The basic algorithm is simple (if you know how to do all the pieces):

1. Construct a DFA from the regular expression . (Constructing an NFA is not sufficient because the NFA will produce duplicate strings if the regular expression is not deterministic.) The link shows one way of doing this, but there are others; you'll probably find a longer exposition in your formal languages textbook, if you have one.

2. Do an ordered walk ( "best-first search" ) of the (infinite) graph generated from the DFA, where each node is a pair (state, prefix) and edges correspond to transitions in the DFA. During the walk, if a node is encountered whose state is accepting, produce its prefix .

That basic algorithm will work for any ordering relationship between strings with the prefix property: any proper prefix of a string is guaranteed to be less than the string. (If that's not the case, it is possible that there is no "least" element in a set of strings. For example, if the ordering relationship puts a string before any prefix of that string, but is otherwise lexicographic, then any string in a* is preceded by the next longer string, which will produce an infinite loop.)

It's important to note that the state in the node is only for convenience; it is computationally redundant because it could be regenerated by passing the prefix through the DFA. As a consequence, the graph never contains two different nodes with the same prefix . The corollary of this observation is that it is not necessary to maintain a set of "seen" nodes, because the successor sets of two distinct nodes are disjoint.

In order to implement the ordered search in step 2, it is necessary to know the least accepted successor of each node in the graph, which is not necessarily the immediate successor with the least prefix.

For example, the lexicographic ("alphabetical") ordering relationship is given by:

(S 1 , P 1 ) < (S 2 , P 2 ) iff P 1 < lexicographic P 2

In this case, the least accepted successor definitely has the least immediate successor as a prefix, so it is sufficient to order candidates by prefix.

By constrast, with the more common "by length then lexicographic" ordering given by:

(S 1 , P 1 ) < (S 2 , P 2 ) iff |P 1 | < |P 2 | or (|P 1 | = |P 2 | and P 1 < lexicographic P 2 )

you cannot predict the order of the least accepted successor of two nodes simply by looking at their immediate successors. You also need to know the minimum number of symbols required to reach an accepting node (or, equivalently, state). Fortunately, that's easy to precompute using any all-pairs shortest-paths algorithm on the DFA.

Answer 3

I would recommend using the "iterator" design pattern. I see that you're using C, which is not particularly geared toward object-oriented code, but you can accomplish this by using a structure containing a pointer to a next function, a pointer to a restart function, and a pointer to a "context" object to be passed to those functions, where the nature of the "context" object will depend on the operator.

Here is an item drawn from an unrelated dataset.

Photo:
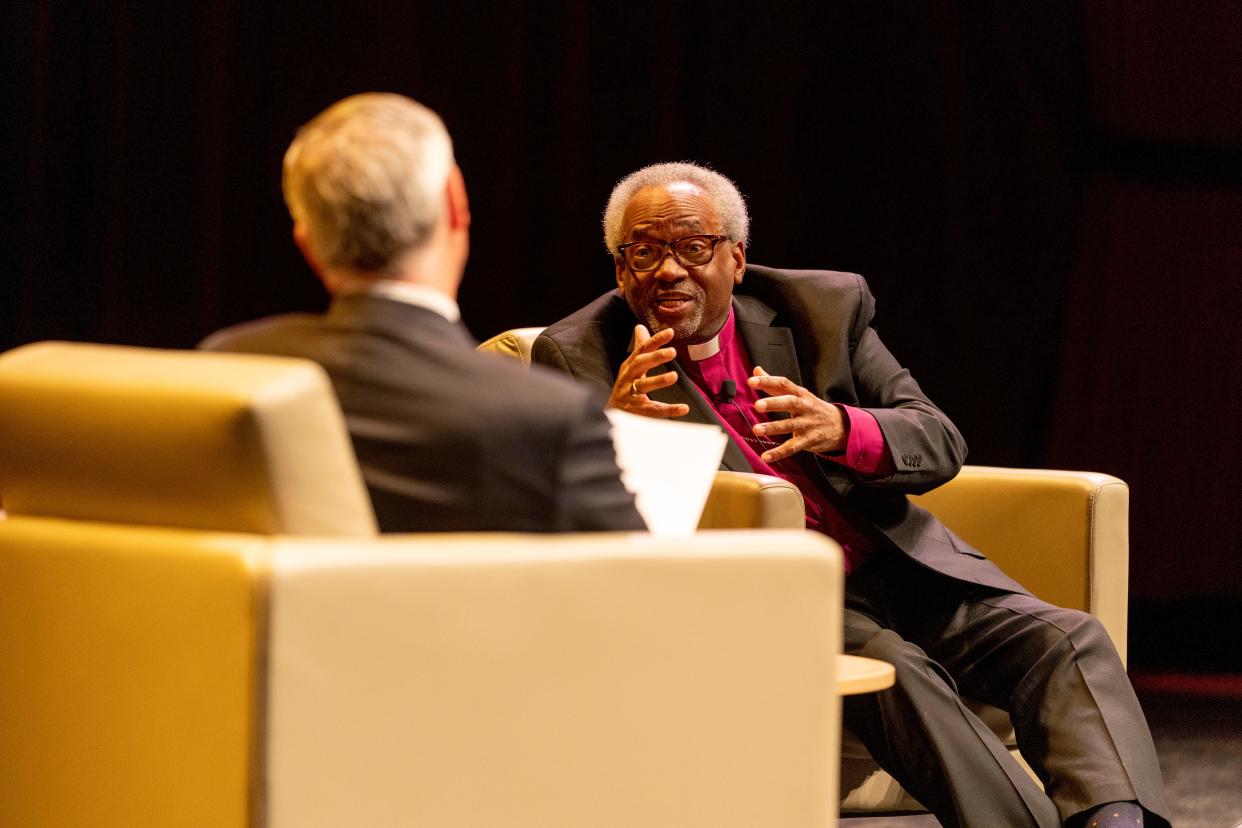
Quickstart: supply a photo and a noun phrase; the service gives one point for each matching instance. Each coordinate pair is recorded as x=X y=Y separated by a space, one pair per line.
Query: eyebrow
x=692 y=225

In something like a , the next function returns "a" the first time and NULL the second time. (The context object keeps track of the "a" and whether it's already been returned.)

In something like ...+... , the next can either exhaust the first ... 's iterator before proceeding to the second, or it can alternate between them, as you prefer. (The context object keeps pointers to the two ... 's iterators, and which one to call next.)

. . . and so on.

The harderst part is parsing the expression to create all these objects, but it sounds like you're already comfortable with parsing the expression?